As for the work, she hopes that, in the near future, Del Poeta will “be able to explain this mechanism deeply and to develop new drugs that will act on this receptor.”

Dr. Marinaldo Pacífico Cavalcanti Neto

Dr. Marinaldo Pacífico Cavalcanti Neto, who is an Assistant Professor at Federal University of Rio de Janeiro, will be arriving at Stony Brook University on August 6. Dr. Neto earned his bachelor of science in nursing and has a PhD in biochemistry from the Medical School of Ribeirão Preto at the University of São Paulo.

Del Poeta described Dr. Neto as an “expert on animal handling and genotyping,”
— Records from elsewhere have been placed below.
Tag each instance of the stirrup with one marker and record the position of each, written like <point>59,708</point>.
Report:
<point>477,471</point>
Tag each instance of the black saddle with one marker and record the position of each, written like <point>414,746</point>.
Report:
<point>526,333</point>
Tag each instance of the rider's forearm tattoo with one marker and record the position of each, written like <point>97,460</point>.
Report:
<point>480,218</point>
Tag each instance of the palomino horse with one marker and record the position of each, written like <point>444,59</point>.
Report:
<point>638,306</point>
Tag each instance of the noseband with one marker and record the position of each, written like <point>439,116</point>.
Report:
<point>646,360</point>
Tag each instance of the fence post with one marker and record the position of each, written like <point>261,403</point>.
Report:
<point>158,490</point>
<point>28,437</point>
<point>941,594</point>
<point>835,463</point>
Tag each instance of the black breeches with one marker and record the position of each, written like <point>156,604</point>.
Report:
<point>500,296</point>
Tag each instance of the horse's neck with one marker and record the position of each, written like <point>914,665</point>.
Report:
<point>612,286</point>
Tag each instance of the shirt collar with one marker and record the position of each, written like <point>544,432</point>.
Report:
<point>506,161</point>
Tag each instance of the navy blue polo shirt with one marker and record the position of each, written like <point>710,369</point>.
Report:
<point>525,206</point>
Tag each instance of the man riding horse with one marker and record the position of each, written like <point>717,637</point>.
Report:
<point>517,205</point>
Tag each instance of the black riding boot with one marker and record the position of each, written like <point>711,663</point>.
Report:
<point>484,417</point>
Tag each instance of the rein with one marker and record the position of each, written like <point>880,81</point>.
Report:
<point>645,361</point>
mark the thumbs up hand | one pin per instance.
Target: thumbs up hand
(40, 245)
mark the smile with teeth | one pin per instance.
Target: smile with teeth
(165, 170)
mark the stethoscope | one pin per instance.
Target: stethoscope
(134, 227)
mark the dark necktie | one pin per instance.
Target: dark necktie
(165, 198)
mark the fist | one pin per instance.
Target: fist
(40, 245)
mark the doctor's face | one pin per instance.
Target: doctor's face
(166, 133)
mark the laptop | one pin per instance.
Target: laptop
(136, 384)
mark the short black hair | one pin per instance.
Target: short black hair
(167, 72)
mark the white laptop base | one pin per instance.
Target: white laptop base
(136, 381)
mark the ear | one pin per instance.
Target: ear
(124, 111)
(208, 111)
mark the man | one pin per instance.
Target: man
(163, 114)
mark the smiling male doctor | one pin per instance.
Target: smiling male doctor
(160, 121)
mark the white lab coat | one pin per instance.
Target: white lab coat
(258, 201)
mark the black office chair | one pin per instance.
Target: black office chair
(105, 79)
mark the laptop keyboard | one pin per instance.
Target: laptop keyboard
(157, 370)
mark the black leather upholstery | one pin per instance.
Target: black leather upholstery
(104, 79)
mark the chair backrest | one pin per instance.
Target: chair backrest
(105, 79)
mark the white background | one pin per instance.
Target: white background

Dr. Neto recognizes the burden of fungal infections around the world and hoped to work with someone with Del Poeta’s credentials and experience in immunology and infection.

Understanding how cells eliminate infection, how cells might have a lower capacity to control an infection, and looking for how cells respond to treatments such as fingolimid could be a “great strategy to understand why these are so susceptible,” he said.

While Dr. Neto’s background is in immunology, he hopes to learn more about molecular biology.

Unlike Fidelis Vieira de Sá, Dr. Neto, who will live in Centereach, has worked previously in the United States. He has experience at the National Institutes of Health and at the University of California at San Diego and has been attending Del Poeta’s lab meetings from a distance for about a month.

Dr. Neto, whose interest in science increased while he watched the TV show Beakman’s World while he was growing up, is eager to work in an area where he can apply his research.

He appreciates that his work may one day “be used in the generation of protocols in a clinic.